Nike jumps after JPMorgan upgrade and price target hike
After a messy stretch, analysts say the sneaker retailer could be finally lacing up for a rebound.
Nike shares were up nearly 3% Monday morning, helping lead S&P 500 gains, after JPMorgan upgraded the stock to “overweight” (or “buy”) from “neutral” as the swoosh comes back in style.
The firm also raised its price target for the stock to $93 from $64 by December 2026, saying the retailer is finding its footing again after months of soft sales and heavy discounting.
Nike expects to get inventory back in sync with demand by the end of fiscal Q2 2026, after taking $500 million in charges to clear out unsold merchandise in the back half of this year. That cleanup could help set up easier revenue comparisons next year, JPMorgan said.
Wholesale retailers are also starting to place more orders, especially in key markets like North America and Europe, a potential sign that demand is picking up. Meanwhile, new running and basketball sneaker drops are also starting to gain popularity.
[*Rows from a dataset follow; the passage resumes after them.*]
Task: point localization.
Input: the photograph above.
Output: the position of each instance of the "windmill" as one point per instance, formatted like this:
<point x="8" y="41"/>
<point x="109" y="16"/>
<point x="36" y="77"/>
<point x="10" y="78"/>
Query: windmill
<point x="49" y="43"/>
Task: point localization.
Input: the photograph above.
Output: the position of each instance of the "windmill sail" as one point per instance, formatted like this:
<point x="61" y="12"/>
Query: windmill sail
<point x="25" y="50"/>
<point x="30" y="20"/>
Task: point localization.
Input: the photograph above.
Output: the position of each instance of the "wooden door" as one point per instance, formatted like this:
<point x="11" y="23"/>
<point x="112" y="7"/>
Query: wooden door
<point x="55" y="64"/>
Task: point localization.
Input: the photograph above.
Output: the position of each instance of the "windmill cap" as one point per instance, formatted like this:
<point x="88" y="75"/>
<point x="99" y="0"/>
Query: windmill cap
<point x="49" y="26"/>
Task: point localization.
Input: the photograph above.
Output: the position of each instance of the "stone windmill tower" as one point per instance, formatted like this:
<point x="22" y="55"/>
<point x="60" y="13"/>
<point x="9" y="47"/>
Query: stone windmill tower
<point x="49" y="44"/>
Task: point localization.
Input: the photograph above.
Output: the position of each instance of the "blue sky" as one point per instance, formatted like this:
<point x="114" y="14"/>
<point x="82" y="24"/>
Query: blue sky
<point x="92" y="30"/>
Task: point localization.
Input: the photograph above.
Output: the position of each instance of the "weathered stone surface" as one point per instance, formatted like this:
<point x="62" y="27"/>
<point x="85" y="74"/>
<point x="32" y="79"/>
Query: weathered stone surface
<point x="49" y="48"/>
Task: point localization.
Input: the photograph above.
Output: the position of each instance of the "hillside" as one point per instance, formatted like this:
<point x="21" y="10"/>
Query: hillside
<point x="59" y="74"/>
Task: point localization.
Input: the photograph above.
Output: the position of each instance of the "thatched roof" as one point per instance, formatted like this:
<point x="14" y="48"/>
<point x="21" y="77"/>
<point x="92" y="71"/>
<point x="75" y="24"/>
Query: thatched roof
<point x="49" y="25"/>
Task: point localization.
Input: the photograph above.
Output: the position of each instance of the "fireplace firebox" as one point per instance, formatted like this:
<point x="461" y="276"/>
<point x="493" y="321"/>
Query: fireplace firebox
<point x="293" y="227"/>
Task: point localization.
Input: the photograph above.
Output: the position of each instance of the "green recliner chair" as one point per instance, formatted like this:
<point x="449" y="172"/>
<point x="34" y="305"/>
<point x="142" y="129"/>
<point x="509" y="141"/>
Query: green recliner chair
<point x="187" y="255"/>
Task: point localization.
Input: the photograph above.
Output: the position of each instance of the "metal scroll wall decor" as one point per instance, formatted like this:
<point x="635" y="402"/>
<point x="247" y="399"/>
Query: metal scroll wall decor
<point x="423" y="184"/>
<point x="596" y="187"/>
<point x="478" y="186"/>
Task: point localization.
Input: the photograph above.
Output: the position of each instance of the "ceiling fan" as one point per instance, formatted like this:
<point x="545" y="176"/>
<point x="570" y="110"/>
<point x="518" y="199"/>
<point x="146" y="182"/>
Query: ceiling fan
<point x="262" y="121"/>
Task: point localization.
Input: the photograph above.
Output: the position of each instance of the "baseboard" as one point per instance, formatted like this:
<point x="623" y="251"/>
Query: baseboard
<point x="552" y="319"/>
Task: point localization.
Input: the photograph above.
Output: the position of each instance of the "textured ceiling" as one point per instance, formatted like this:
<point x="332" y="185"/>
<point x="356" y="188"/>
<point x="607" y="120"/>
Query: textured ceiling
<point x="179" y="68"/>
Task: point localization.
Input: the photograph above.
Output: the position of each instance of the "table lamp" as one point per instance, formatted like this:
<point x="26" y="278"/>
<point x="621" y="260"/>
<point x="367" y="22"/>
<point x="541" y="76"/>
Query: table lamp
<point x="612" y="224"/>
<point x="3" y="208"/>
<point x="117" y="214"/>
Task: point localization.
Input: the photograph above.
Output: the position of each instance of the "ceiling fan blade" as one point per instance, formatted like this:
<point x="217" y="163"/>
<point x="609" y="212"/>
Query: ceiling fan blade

Nike’s margins, which have been hit hard by heavy promos and inventory buildup, are expected to recover slowly. JPMorgan now sees operating margin climbing to 10% by 2028, nearly double the estimated 5.3% expected for fiscal 2026. JPMorgan also lifted its full-year 2026 earnings estimate to $1.32 a share, but still below the Street’s $1.62 forecast.
Last month, Nike shares jumped double digits after the retailer topped Wall Street’s earnings expectations, citing a better-than-expected sales outlook and less margin pressure from tariffs.
Nike shares are now up nearly 7% year to date.